Essa noite sentei-me em frente à gaiola dos periquitos que vivem em casa. Fiquei lá por dez ou quinze minutos, observando o que se passava. O branco vinha se sentindo fraco ultimamente, respirava com dificuldade, comia pouco. É o alpiste, pensei. Troquei de fornecedor, mas o pobrezinho não dava sinais de melhora. Me dei conta então que se aproximava de sua fase terminal, dos instantes em que lutaria para sobreviver.
Que será que pensam os passáros ? Seu comportamento parece normal. Cantam e berram o tempo todo, esbravejando suas indignações para com a repressão da gaiola. Fora isso, comem grãos em significativa quantidade e cagam em outra ainda maior, forçando-me a trocar o jornal com certa frequência.
Não sei se conversam, nao sei se estão coçando a garganta. Suas atitudes me intrigam.
Os dois que vivem na cozinha formam um casal, ao menos foi o que me disse o senhor da Cobasi. Mostram sinais de afeto, trocam carinhos, um coça a cabeça do outro. É engraçado, até humano, como gosto de interpretar, de imaginar.
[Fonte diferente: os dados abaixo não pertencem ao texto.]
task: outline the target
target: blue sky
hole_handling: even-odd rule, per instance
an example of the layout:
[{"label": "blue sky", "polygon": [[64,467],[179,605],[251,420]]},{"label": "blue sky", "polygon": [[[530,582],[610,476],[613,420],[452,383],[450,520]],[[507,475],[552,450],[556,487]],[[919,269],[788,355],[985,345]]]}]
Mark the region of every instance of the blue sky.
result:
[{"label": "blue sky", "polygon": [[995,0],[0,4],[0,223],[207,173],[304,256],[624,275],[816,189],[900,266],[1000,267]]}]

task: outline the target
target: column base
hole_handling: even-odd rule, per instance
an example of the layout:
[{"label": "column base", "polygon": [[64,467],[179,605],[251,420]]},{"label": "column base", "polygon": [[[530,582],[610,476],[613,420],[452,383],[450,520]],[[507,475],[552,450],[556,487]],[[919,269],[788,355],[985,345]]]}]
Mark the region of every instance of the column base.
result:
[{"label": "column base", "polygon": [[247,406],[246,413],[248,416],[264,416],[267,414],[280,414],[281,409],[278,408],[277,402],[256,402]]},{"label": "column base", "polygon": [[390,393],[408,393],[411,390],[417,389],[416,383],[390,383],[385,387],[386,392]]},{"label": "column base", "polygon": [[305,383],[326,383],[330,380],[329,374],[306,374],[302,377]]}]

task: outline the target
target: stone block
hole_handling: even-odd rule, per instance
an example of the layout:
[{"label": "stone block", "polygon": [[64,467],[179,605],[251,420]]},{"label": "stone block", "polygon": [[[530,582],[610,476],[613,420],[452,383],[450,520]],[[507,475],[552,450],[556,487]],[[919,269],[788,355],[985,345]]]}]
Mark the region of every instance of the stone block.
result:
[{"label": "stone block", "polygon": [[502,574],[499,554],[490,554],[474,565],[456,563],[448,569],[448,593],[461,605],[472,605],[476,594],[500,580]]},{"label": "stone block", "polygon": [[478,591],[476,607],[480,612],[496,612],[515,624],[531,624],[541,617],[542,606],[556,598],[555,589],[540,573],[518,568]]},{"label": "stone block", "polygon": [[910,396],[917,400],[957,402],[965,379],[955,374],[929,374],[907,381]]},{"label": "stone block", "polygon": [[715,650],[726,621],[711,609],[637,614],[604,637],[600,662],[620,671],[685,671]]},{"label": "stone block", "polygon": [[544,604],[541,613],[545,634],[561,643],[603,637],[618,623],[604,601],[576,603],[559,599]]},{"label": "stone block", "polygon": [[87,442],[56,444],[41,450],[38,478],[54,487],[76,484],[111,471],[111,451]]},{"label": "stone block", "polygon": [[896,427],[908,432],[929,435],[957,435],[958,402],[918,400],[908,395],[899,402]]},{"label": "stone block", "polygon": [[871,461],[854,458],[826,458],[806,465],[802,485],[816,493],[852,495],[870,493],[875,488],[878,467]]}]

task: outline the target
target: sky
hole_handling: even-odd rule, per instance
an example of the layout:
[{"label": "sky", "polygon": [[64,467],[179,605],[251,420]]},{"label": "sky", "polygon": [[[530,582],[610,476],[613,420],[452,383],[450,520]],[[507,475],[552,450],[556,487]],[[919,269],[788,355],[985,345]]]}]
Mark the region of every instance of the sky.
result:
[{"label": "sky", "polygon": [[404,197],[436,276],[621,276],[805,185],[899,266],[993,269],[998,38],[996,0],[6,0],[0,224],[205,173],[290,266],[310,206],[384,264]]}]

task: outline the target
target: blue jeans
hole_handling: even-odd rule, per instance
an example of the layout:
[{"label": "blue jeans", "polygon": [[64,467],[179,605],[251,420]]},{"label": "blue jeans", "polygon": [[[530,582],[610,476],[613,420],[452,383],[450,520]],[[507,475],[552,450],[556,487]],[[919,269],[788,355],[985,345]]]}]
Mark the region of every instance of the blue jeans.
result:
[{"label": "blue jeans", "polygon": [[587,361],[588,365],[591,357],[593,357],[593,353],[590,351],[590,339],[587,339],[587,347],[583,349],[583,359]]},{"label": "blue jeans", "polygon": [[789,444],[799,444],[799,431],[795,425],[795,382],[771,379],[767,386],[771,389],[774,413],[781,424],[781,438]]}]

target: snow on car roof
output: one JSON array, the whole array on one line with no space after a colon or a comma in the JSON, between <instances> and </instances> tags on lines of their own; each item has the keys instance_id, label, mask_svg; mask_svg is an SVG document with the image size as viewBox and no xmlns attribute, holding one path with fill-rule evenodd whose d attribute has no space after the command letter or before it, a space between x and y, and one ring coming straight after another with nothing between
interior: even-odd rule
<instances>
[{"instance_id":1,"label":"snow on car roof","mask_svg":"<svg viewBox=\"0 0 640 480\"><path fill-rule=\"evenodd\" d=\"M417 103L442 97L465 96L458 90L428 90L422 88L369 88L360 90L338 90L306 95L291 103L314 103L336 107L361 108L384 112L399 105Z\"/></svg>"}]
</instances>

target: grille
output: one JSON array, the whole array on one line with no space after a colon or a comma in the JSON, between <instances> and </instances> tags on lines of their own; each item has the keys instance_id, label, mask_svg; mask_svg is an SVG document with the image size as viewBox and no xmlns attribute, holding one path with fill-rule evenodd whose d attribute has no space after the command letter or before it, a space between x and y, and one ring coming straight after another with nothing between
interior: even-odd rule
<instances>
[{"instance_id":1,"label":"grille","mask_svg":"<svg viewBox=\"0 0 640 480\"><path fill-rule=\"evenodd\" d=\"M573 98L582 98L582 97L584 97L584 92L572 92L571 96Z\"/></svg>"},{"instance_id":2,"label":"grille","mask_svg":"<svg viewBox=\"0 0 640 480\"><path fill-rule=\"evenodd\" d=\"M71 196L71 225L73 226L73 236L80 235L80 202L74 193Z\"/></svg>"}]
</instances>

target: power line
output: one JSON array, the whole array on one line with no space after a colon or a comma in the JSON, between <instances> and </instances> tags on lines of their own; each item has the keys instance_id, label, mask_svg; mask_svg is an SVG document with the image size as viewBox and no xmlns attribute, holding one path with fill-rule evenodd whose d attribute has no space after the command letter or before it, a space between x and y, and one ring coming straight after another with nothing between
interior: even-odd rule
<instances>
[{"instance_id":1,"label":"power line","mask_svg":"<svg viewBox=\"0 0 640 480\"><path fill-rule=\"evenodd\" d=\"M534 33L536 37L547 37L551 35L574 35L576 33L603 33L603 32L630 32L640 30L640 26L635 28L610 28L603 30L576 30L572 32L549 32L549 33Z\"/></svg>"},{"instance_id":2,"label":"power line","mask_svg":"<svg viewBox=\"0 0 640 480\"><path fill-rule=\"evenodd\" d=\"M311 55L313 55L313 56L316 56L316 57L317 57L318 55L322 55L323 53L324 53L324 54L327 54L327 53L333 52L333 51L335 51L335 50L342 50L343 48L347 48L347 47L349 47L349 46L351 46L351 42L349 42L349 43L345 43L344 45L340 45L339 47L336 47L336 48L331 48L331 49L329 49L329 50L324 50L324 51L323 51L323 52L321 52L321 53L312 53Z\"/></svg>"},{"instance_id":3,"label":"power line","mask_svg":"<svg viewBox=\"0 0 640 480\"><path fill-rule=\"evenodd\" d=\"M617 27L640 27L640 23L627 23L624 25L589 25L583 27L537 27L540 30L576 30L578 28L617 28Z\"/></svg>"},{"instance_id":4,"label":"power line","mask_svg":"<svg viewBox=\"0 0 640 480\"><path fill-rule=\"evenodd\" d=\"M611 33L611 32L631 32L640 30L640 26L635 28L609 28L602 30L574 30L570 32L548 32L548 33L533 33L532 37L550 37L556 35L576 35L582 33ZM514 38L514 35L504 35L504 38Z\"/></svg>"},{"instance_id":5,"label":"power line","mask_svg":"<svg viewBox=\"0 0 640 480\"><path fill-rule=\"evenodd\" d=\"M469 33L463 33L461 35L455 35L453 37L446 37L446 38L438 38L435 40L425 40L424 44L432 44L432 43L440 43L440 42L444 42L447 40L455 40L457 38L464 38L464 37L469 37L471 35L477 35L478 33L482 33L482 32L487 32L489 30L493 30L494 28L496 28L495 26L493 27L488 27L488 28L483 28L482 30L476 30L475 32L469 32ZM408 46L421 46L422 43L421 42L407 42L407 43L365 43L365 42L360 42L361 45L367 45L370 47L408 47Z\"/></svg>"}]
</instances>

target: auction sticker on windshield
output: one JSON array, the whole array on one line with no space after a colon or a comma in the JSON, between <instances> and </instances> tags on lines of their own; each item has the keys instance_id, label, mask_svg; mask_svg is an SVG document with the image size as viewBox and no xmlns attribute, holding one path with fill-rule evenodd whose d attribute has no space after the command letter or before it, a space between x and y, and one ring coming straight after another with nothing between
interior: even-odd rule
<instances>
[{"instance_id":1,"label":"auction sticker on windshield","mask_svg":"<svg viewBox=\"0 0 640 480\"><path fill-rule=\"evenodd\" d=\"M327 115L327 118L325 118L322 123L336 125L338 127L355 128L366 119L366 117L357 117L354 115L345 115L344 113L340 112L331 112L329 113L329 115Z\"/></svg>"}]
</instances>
Olhar o branquinho na fase terminal me sensibiliza. É, olhar uma ave morrendo me sensibiliza. Mas olhar um morto-vivo dormindo na calçada me sensibiliza menos que o pássaro. Mas enfim, isso daria outro post...
O passáro se dirige para o canto da gaiola, se encolhe na aresta do cubo que o "acolheu" a vida inteira. Já sabe o que está por vir. Esboça um último suspiro, suas pernas já fraquejaram há tempos. Aos poucos vai deitando. O vai-e-vem de suas penas cessa.
Morreu.
O outro passarinho parece desolado, olha fixamente para o nada. Amanhã vai estar melhor. Cantando e cagando novamente.
Sem mais uma palavra, retiro o corpo da falecida. É hora de tomar banho e dormir, amanhã tem aula. A vida continua, ao menos para alguns.